Dick is a geomicrobiologist who is at the forefront of an emerging new field that uses cutting-edge DNA sequencing technology to study how various aquatic microbes operate on a planetary scale, providing new insights into their role in profoundly altering the evolution of the Earth's oceans and atmosphere, both in deep time and in the present. He is seen as highly interdisciplinary in terms of the tools that he uses (including genomic sequencing) and the first-order questions that he is addressing. Top researchers in the field seek to collaborate with Dick, and many reviewers noted that he has been asked to serve on a relatively large number of review panels and editorial boards given his career stage. He has received significant funding from the National Institutes of Health, NSF, Woods Hole Oceanographic Institute, and others.

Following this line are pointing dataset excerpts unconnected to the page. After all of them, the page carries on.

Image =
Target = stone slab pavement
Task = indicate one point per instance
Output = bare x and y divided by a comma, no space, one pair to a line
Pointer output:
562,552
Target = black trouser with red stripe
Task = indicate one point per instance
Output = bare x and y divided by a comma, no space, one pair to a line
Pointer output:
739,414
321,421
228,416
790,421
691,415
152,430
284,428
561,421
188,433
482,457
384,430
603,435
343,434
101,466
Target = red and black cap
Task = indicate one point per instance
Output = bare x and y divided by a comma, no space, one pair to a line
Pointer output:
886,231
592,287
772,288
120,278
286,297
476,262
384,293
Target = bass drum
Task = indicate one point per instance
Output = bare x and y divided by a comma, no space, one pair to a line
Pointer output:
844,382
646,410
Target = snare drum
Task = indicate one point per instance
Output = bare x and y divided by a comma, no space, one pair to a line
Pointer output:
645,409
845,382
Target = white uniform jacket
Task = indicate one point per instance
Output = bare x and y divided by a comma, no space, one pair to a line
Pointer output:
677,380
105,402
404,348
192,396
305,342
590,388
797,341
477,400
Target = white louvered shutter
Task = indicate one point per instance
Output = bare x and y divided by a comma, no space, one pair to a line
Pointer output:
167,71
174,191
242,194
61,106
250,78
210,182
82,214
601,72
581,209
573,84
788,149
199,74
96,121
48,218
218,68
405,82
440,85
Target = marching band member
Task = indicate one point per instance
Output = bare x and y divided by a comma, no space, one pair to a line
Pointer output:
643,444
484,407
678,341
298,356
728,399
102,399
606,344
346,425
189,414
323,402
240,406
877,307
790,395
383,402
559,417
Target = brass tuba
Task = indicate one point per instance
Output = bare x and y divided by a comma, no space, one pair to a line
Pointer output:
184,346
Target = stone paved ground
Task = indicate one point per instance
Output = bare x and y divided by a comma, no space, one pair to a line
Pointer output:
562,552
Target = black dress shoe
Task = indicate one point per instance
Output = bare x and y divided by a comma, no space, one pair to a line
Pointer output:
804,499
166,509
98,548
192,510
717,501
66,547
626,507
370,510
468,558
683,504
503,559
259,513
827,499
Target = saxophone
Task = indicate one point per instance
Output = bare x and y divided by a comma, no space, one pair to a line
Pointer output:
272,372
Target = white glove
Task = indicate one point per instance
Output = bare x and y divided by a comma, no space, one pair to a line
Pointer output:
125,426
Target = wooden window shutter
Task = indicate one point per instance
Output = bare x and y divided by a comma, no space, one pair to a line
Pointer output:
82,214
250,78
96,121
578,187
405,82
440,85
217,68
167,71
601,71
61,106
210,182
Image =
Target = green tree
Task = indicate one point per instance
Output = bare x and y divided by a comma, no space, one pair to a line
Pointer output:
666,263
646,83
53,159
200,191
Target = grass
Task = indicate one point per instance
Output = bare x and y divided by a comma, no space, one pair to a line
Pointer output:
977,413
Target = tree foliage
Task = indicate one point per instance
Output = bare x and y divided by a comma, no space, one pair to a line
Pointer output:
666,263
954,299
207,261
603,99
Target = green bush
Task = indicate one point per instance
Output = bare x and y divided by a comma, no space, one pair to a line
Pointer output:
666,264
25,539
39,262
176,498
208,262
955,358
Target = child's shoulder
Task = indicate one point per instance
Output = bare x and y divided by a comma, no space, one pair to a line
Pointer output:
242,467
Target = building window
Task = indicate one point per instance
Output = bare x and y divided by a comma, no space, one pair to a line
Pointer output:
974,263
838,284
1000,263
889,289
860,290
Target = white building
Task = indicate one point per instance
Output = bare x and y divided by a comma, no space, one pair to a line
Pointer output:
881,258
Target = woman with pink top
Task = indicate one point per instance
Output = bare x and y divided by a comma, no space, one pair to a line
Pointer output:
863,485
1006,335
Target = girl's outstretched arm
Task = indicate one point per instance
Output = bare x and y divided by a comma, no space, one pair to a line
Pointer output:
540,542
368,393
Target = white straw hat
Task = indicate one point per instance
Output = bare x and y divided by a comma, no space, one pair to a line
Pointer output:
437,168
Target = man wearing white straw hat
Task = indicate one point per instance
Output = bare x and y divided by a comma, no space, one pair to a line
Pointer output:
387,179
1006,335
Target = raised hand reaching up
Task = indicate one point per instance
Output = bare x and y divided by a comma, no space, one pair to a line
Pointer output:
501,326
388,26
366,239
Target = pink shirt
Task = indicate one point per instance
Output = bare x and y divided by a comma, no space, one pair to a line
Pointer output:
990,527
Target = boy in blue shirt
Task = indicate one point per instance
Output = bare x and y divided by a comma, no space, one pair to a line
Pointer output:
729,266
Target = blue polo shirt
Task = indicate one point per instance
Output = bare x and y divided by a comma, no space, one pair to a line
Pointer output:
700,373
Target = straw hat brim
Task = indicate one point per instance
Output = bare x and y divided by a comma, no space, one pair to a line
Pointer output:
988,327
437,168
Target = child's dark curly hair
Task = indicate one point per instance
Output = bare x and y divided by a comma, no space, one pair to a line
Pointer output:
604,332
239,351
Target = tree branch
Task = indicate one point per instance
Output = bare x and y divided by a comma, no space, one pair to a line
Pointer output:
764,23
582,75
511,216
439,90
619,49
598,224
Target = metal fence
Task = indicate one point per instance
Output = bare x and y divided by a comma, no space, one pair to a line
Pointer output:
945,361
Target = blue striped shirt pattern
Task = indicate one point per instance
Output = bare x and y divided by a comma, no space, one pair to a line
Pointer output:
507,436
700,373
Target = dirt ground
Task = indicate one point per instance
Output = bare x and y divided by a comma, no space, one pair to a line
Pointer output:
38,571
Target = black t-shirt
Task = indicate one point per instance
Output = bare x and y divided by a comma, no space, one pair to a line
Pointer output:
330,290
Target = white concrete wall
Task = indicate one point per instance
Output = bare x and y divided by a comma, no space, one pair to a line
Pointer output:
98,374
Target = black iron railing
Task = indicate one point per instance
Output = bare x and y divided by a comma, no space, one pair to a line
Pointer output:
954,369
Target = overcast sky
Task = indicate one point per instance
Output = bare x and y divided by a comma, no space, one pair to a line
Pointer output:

Ibáñez is a devoted and caring teacher, an outstanding mentor, an excellent scholar, and a valued colleague. Her research achievements, including publications, grant support, and invitations to give seminars and serve on working groups, are evidence of a high level of scholarly recognition and accomplishment. Significantly, she has received an NSF CAREER Award. Her research achievements establish a foundation for her to continue on a highly productive research trajectory focusing on the response of tree species assemblages to the complex environmental challenges that forest ecosystems will encounter in the next several decades. Ultimately, her research focuses on the response of vegetation to global environmental change, and is important both for insights into predictive modeling of species responses, and for informing management decisions for sustainable conservation, restoration, and use of a wide range of ecosystems.